Дэнни зажмурился и попробовал дышать ртом. Он до дрожи напрягал мышцы спины, представляя, что вместо позвоночника у него железный прут, а вместо пальцев китайские палочки, которыми он должен выудить свою тарелку, но черная жижа заглатывала ее и не хотела отпускать, и Дэнни понял, что сейчас придется погрузить в нее пальцы, и руки, и голову, и все остальное, придется нырять туда целиком и выволакивать всю конструкцию из воды, — но он не мог. В этом зловонии ему слышалось грозное: Стой! То, что пахнет так, для тебя смертельно.
Дэнни не стал нырять. Он даже не коснулся воды. И тарелка утонула.
Он осторожно отполз от края и сел. Руки и ноги дрожали, из носа текло. Он отыскал телефон и поднес к уху. Кажется, он все еще надеялся, что вдруг, чудом или из милости — ведь бывает же, что пройдет какое-то время, прежде чем телефон отключают за неуплату, — Марта все еще будет здесь.
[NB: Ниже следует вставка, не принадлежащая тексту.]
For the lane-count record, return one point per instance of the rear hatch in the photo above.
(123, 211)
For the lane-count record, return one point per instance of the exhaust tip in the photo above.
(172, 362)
Но в трубке была тишина. Не та живая тишина с легким потрескиванием, когда просто нет связи (такое потрескивание показалось бы сейчас Дэнни прекрасной музыкой, хором ангелов небесных), — а глухая, мертвая тишина. И сама трубка стала теперь предметом мертвым и никчемным, ни с чем и ни с кем не связанным.
Дэнни: Черт, что за… Какого лешего!.. Ну еще хоть… Да нет же!..
Как и всякий, кто не желает признавать очевидного, он производил множество бессмысленных суетливых движений — корчился, дергался, метался взад-вперед, бил себя кулаком по лбу, пинал ногами проросшую между плитами траву и в конце концов зашвырнул телефон в кипарисы давно забытым спортивным броском. И каждое из таких движений было ответом на очередную проносившуюся в голове мысль: пропал залог — полторы штуки баксов; кредитке хана; голосовая почта в Нью-Йорке переправляет звонки на сдохший телефон; связи с Мартой нет; мейла нет; и сам он застрял неведомо где, без всякой возможности сообщаться с миром, которая ему необходима так же, как нормальному человеку возможность двигаться или дышать. Кто-то может поинтересоваться: а для чего она ему так уж позарез необходима? Вроде он не похож на управляющего «Дженерал Моторс»? Да, конечно, дел у Дэнни было не слишком много, и даже на горизонте не маячило никакой мало-мальски реальной перспективы. Но ведь стоило ему сделать шаг за горизонт, и эта перспектива запросто могла появиться — она-то и манила Дэнни пуще всего прочего.
Немного поостыв, Дэнни принялся искать телефон. Чем дольше он обшаривал кипарисовые заросли, цепляясь курткой за сучья и распугивая толстеньких крикливых птичек, тем сильнее ему хотелось его найти. Не зачем-то, а просто взять его в руки. Просто так. Наконец Дэнни нащупал тяжелую пластиковую трубку, застрявшую между двумя ветками кипариса, и чуть не разрыдался. Не удержавшись, он снова поднес телефон к уху.
Забудь, послышался голос рядом. Тут нет сети.
Это была Нора, которая только что вынырнула из дыры в кипарисовой изгороди и направлялась к бассейну. Дэнни почему-то очень обрадовался — появлению Норы или просто появлению другого человеческого существа, сказать трудно. Он сунул телефон в карман.
Нора: Извини, не хотела тебя пугать.
Я что, выгляжу испуганным?
Есть немного.
Нора опустилась на мраморную скамейку напротив Медузы. Дэнни подошел и сел рядом. Нора протянула ему пачку «кэмела», он отказался. Он чувствовал себя обессиленным. Но, с другой стороны, Нора ведь не могла этого видеть. А поскольку она не могла этого видеть, то спустя пару минут он почувствовал себя уже не таким обессиленным, а спустя еще пару минут — почти сильным. Я говорю «минут», но с таким же успехом могло пройти всего несколько секунд или даже одна секунда — во всяком случае, сам Дэнни ощутил, что ему полегчало практически сразу.
Нора: Как самочувствие после перелета?
Дэнни: По-разному.
Нора глубоко затянулась, и на ее лице появилось такое выражение, будто ей наконец — впервые после долгой голодовки — дали поесть. Ее руки теперь не тряслись: видно, она приняла свое лекарство. А может, сигарета и была ее лекарством. На ней были армейские штаны, черные ботинки на шнуровке и белая блузка с оборками, сквозь которую замечательно просвечивали приличных размеров груди.